Should the Arizona Cardinals pursue A.J. McCarron?

The backup quarterback of the Cincinnati Bengals may be on the trading block and the Arizona Cardinals could show interest

The subject is starting to get old, but the Arizona Cardinals still need to find Carson Palmer’s replacement. Even if they do acquire a quarterback they believe can be the future this offseason, it looks as if Palmer will once again be the starter in 2017.

But there’s an intriguing name being talked about who could possibly lead the Cards into the future.

A.J.McCarron is currently the backup quarterback of the Cincinnati Bengals. Andy Dalton’s starting job appears to be safe despite his 0-4 record in the postseason. So McCarron, who’s contract will expire at the conclusion of 2017, could possibly be put on the trade block.
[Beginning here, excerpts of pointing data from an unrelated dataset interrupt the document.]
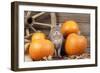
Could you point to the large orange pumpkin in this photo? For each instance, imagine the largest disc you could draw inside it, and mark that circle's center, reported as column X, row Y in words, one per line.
column 41, row 48
column 75, row 44
column 69, row 27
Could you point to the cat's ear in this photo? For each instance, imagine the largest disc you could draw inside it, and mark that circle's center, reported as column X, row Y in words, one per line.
column 60, row 25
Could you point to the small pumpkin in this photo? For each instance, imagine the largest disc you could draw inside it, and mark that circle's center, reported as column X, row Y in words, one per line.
column 41, row 48
column 69, row 26
column 75, row 44
column 38, row 35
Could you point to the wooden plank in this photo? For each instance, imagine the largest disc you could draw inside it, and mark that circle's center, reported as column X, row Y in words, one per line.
column 61, row 17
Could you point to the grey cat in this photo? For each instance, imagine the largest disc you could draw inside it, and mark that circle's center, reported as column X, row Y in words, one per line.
column 57, row 38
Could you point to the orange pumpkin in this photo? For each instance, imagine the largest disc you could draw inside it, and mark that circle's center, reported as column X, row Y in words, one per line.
column 75, row 44
column 41, row 48
column 49, row 48
column 38, row 35
column 69, row 27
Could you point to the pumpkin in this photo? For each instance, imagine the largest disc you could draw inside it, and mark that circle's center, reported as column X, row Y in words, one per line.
column 75, row 44
column 69, row 26
column 40, row 48
column 38, row 35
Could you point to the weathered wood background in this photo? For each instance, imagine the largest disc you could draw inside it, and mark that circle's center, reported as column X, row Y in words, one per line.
column 82, row 19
The 26-year old’s professional claim to fame took place during the 2015 season. After Dalton fractured the thumb on his throwing hand, McCarron took the reigns. He managed to win one out of his two starts at the end of the regular season before leading the club into the playoffs.

He played well in the postseason game against the Pittsburgh Steelers, completing 23 of 41 passes for 212 yards, with one touchdown and one interception. But the Bengals did end up losing the game, 18-16. Even so, McCarron had proven himself worthy of being an NFL starter.

Would McCarron be a good fit in Bruce Arians’ offense? He’s loaded with intangibles, a born leader who starred at the University of Alabama. Although he has decent size (6’3, 220), his arm strength has been questioned.

There’s also a question of compensation. How much would it take to acquire the signal-caller? If the Cardinals would be unwilling to part with a first-round draft pick, could a second or third-round pick get a deal done?

McCarron should have a decent amount of suitors. That means Arizona could possibly have to get into a bidding war to acquire his services. What the Cards would offer for him would ultimately show their level of interest, if they have any interest at all.